How do you balance the needs of the different jurisdictions in the county when it comes to sustainability support?

The County generally attempts to balance initiatives and support across the jurisdictions, while placing a strong emphasis on ensuring equity and social justice. We typically work with a “coalition of the willing” to advance our joint goals, and make the work open and available to those who might not have the same initial level of commitment or resources. In many cases, we find that guidance, templates, or other internal documents are helpful to others who don’t have dedicated personnel to work on various sustainability issues.

We convene and participate in an array of regional governance processes to stay connected with the governance and policy priorities of our many jurisdictions. Typically, when several jurisdictions have ambitions that align to our policy priorities, we find a way to move forward with a ‘coalition of the willing’. The King County Cities Climate Collaborative is an example of this, and increasingly, our work on Equity and Social Justice. None of the complex sustainability challenges we face end at a jurisdictional boundary, so it makes sense to work shoulder to shoulder with our public, civic, and private sector partners.

Does the county take more of a top-down or partnership approach when working with individual jurisdictions to encourage sustainability in the county?

The county pursues several complementary tactics: it tries to lead by example, it tries to provides services and support for cities efforts, such as supporting local green building programs, and uses a partnership approach, encouraging jurisdictions to participate in different sustainability components based on their interest and resources.

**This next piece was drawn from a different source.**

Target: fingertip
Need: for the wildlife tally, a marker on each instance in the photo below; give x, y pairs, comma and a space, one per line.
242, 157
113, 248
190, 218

Our countywide planning policies, required under the state’s growth management act, sets up a cooperative framework for the county and cities to develop policies and goals – many of which related to sustainability components. The County also may look at incentives where appropriate and available. For example, in 2015, the Executive launched an initiative to create 700 units of permanently affordable workforce housing to help meet regional need, while catalyzing market-rate residential and commercial development near rail stations.

In addition, our region is fortunate to have numerous visionary and progressive leaders who are actively championing sustainable communities. Seattle, Redmond, and Bellevue are just a few of the cities in our county that are sustainability leaders in their own right.

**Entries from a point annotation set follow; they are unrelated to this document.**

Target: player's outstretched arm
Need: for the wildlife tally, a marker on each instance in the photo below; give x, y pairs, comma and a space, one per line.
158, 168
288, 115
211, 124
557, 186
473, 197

How will King County’s certification inform or aid Executive Dow Constantine’s priority areas: best-run government, equity and social justice, climate change, and regional mobility?

The certification provided validation for many activities the County has conducted towards building a more sustainable community through the Executive’s priority areas. The assessment itself has highlighted areas that will benefit from greater attention under these priorities – and especially areas where we need more robust data.